Sister Mary Virginice Kuhn, P.H.J.C.

Date of Award


Document Type


Superseded Degree Name

Master of Arts in Education (Reading Specialist)

Colleges & School

Cardinal Stritch College

Degree Granted By

Cardinal Stritch College

First Advisor

Sister Julitta Fisch, O.S.F.

Library of Congress Subject Heading

Reading readiness; Reading teachers; Reading--Evaluation


The writer has undertaken this study to evaluate teacher judgment in predicting success in reading at first grade level as less accurate, comparable to, or more accurate than results predicted by the Metropolitan Reading Readiness Test. In addition to the primary purpose of this study, data were sought to answer these specific questions: 1. Are teachers as accurate in their predictions in their first general ratings after two weeks of school as in the second general rating after completing a detailed check list? 2. Are the results from the readiness tests and the teacher ratings in September similar? 3. How accurate are the standardized readiness tests results and the teacher predictions for success in reading at the beginning of the year when determined by the actual reading success measured by the Gates Reading test scores obtained in May? 4. Does the number of years of experience make a significant difference in the teacher's ability to predict accurately? 5. Is there a higher relationship between teacher predictions and certain aspects of reading for individual teachers? 6. Which aspects of reading, if any, was emphasized by the different teachers? From a pedagogical viewpoint the problem is highly significant.
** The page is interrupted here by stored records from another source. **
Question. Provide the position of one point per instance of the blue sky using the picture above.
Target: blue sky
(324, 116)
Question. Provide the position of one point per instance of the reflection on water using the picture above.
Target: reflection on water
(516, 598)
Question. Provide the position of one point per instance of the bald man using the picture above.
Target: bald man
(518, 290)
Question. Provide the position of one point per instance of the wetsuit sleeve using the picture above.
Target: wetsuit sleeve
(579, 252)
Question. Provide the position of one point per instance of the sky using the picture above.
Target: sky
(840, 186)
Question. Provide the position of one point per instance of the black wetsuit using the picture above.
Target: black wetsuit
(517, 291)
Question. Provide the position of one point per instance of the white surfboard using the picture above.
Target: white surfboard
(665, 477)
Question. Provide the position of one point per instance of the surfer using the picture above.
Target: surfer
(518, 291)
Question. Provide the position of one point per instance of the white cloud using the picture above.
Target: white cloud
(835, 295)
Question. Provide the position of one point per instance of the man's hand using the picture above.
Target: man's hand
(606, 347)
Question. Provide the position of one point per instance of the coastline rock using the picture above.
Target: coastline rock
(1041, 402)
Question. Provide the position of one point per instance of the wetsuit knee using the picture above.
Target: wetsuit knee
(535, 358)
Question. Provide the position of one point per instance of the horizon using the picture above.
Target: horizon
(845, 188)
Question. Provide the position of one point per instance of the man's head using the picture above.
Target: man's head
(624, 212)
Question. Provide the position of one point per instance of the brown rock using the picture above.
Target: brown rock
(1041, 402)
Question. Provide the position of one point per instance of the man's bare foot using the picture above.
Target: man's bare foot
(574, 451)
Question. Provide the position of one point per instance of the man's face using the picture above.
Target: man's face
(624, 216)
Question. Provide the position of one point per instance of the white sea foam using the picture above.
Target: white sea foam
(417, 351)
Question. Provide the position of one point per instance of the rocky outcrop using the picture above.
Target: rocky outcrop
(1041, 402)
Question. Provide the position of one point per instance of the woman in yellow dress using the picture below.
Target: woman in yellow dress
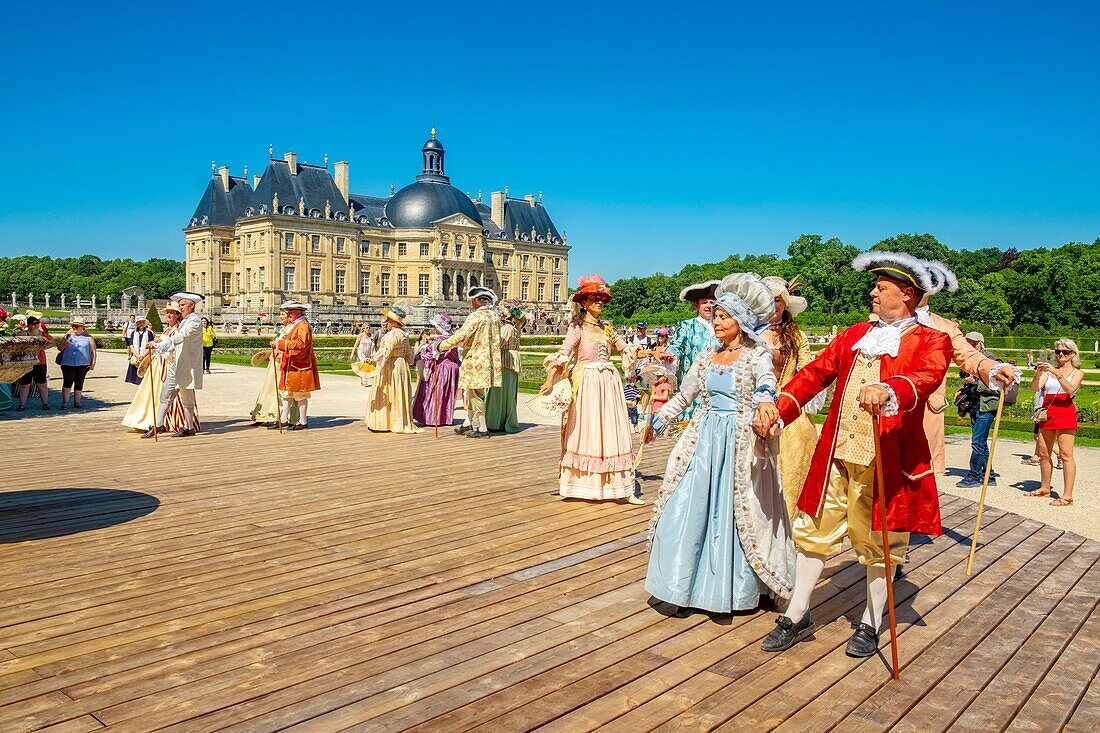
(790, 353)
(142, 409)
(389, 396)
The majority of teachers administer a reading readiness test to first grade children in order to have a criterion by which to tentatively group them for beginning instruction in reading as the children are ready to have formal reading instruction. Teachers must not only acknowledge the close relationship existing between formal readiness tests and reading achievement, but they must also be aware of the close relationship between their own personal judgment and reading achievement. Furthermore, the results of this study would help in determining the value of an informal check list as an aid in the guidance of reading performance of first grade pupils.